Idem pour le sélectionneur. Après Guus Hiddink et Patrick Kluivert, c'est désormais le coach néerlandais Dick Advocaat qui officie à 78 ans, avec notamment trois passages à la tête des Pays-Bas depuis 1992 sur son CV. À noter qu'il a bien failli ne pas emmener ses ouailles au Texas, ayant été contraint de démissionner en février pour s'occuper de sa fille malade. Réclamé par son groupe, il sera finalement bien là après l'éphémère passage de son compatriote Fred Rutten, avec qui la greffe n'a pas pris en mars, avec deux défaites contre la Chine (0-2) et l'Australie (1-5).
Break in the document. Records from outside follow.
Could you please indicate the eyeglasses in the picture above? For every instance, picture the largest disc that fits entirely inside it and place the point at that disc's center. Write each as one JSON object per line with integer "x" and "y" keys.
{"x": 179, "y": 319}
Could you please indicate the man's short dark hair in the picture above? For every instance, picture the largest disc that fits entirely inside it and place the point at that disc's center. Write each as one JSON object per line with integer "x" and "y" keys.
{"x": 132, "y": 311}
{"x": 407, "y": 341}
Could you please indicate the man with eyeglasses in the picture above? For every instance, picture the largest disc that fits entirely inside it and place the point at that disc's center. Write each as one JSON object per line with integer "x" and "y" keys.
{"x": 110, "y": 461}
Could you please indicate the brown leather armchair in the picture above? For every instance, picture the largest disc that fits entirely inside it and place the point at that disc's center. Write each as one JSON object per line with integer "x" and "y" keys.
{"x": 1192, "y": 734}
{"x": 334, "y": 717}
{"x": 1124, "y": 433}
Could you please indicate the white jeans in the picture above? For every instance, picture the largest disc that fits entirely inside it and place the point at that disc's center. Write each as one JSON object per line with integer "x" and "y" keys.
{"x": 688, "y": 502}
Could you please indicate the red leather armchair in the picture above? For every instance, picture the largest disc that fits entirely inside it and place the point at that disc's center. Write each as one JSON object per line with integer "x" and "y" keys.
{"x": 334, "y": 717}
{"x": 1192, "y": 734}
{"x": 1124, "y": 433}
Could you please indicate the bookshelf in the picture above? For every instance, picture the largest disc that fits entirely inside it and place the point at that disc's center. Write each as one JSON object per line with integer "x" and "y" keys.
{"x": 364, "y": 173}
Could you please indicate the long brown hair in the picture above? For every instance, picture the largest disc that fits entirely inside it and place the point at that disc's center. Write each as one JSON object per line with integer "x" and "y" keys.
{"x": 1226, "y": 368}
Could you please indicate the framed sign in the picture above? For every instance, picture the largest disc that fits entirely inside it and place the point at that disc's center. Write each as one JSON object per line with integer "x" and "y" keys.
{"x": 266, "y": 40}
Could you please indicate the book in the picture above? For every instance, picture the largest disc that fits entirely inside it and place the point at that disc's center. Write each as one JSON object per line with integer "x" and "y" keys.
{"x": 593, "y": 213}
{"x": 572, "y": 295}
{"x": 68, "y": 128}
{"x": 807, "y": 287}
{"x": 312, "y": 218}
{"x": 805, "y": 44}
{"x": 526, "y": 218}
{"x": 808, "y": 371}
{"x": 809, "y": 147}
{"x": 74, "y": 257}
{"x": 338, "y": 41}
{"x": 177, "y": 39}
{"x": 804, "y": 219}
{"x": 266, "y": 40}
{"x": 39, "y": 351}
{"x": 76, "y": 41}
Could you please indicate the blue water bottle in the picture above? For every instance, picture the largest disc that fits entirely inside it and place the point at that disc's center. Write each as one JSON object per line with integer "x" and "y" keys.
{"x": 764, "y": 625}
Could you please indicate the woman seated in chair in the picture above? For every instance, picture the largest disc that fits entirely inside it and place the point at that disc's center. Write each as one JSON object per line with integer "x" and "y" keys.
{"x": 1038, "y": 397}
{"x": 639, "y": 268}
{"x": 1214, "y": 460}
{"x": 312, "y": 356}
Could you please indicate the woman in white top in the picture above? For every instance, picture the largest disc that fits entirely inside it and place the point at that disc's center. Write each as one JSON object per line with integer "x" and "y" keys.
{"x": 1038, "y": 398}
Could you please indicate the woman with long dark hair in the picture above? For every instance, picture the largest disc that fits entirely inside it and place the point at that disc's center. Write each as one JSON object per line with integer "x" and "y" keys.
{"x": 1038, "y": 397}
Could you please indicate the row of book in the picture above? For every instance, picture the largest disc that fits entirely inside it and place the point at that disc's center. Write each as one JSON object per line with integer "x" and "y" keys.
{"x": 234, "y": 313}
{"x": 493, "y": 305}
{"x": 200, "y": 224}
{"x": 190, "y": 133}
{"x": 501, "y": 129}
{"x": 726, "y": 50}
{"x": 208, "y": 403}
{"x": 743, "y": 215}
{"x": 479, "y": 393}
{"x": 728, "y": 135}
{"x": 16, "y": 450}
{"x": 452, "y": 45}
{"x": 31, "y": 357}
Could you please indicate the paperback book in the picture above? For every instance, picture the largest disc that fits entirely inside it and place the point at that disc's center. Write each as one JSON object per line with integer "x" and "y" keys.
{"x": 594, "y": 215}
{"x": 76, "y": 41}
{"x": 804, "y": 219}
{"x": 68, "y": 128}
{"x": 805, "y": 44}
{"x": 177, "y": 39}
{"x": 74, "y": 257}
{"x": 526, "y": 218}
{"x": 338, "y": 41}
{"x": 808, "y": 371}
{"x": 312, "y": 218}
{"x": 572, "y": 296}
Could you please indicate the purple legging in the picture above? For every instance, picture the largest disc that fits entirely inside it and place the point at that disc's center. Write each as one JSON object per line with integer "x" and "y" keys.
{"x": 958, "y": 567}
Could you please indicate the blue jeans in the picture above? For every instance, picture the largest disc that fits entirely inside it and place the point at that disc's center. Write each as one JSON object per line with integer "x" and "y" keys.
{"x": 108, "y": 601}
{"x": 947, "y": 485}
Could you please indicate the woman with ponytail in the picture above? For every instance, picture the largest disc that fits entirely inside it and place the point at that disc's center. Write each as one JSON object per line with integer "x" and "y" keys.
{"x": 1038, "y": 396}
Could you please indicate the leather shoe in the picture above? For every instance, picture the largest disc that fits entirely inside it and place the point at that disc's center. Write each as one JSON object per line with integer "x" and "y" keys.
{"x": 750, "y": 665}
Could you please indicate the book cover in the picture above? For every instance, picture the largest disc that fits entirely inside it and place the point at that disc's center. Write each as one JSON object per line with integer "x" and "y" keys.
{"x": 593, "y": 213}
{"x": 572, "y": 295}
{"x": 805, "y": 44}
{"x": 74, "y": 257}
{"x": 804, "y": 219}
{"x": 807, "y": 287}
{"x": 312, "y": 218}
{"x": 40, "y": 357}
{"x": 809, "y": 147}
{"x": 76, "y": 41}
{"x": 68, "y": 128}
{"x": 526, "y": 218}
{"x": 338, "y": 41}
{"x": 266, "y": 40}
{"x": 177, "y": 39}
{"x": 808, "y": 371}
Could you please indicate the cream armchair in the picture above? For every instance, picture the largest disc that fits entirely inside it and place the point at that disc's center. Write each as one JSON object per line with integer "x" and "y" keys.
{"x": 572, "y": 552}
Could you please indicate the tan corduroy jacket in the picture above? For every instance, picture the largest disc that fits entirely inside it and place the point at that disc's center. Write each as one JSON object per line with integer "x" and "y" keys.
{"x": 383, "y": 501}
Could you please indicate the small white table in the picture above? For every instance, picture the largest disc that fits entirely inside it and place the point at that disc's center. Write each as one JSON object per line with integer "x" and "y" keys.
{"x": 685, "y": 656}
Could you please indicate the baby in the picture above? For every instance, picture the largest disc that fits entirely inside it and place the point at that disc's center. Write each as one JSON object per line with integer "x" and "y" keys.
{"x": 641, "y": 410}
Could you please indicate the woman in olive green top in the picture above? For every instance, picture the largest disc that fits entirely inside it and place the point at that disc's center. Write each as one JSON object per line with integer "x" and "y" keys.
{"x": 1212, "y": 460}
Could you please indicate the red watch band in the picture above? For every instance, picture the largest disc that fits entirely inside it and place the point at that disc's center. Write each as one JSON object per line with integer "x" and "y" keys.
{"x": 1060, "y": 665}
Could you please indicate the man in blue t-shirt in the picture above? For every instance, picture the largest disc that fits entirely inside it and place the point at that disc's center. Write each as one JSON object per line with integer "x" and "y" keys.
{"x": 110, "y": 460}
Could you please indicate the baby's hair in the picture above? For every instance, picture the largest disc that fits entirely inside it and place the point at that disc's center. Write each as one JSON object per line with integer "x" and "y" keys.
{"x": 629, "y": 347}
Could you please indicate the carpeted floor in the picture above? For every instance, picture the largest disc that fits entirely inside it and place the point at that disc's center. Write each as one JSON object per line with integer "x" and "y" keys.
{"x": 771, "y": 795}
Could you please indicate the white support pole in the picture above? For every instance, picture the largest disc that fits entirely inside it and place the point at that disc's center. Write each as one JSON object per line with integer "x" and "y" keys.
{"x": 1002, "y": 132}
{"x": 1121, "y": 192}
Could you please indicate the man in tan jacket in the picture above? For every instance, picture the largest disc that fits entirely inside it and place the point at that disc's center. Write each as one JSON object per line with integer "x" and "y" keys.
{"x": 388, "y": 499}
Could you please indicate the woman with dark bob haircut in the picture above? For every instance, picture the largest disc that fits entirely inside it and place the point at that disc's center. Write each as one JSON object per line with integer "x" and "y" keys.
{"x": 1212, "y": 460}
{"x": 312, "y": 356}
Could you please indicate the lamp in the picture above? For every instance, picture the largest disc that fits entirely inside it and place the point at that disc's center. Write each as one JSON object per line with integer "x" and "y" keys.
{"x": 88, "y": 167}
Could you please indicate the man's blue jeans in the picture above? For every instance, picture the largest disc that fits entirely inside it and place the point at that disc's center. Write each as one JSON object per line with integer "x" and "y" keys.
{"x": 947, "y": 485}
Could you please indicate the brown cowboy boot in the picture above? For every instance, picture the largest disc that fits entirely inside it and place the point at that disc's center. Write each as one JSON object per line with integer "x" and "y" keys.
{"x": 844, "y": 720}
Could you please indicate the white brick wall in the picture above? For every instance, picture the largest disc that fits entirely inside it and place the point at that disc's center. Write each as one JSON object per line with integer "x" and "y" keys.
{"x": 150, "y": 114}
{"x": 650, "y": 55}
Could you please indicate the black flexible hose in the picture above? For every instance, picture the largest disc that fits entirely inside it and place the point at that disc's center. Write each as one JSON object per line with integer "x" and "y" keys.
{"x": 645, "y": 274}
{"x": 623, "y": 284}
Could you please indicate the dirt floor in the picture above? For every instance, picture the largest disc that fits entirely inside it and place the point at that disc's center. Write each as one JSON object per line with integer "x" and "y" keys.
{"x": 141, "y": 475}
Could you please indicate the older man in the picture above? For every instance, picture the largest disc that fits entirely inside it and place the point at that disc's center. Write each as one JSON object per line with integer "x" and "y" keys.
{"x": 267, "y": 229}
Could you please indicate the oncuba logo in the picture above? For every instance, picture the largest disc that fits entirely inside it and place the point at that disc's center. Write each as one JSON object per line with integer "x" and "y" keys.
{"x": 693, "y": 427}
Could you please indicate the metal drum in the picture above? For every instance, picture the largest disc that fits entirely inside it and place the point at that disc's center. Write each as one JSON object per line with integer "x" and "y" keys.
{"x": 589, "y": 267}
Absent en Jamaïque pour la qualification, celui qui battra le record du plus vieux sélectionneur d'une Coupe du monde masculine a façonné la Familia Azul. "Tout le monde connaît Dick Advocaat, c'est un grand nom et un grand entraîneur", a expliqué Juninho Bacuna, le coéquipier et frère du capitaine Leandro Bacuna sur les ondes de BBC Radio 5 Live fin 2025. "Tout le monde le respecte pour sa façon de travailler. Sa présence est vraiment importante pour nous en tant qu'équipe, et aussi pour le pays lui-même. Son impact a donc été considérable. Nous avons constaté une forte progression au sein de l'équipe dans notre façon de travailler, dans notre façon de combattre pendant les matchs".
Au niveau de son effectif, on retrouve des joueurs habitués du championnat néerlandais mais aucune réelle star. Les deux éléments les plus connus sont l'ailier de Sheffield United, Tahith Chong (le seul né à Curaçao de la bande), passé notamment par Manchester United avec qui il avait éliminé le PSG en Ligue des champions en 2019, et l'attaquant Jürgen Locadia, ex-pensionnaire de Premier League à Brighton.
Ce dimanche, ceux qui ont fait parler d'eux en optant pour un bus scolaire tout bleu, sans vitre et avec la musique à fond, comme véhicule de transport officiel aux States, vont tenter de tenir tête à la sélection d'outre-Rhin de Julian Nagelsmann et ses stars à l'image de Florian Wirtz, Jamal Musiala et Joshua Kimmich.
Le rêve ? Plus qu'éviter une déroute face à des Allemands habitués à ne jamais se priver pour aligner des gros scores, ce serait de parvenir à inscrire un premier but sur une telle scène. Face à Manuel Neuer, sorti de sa retraite internationale à 40 ans, le défi est séduisant.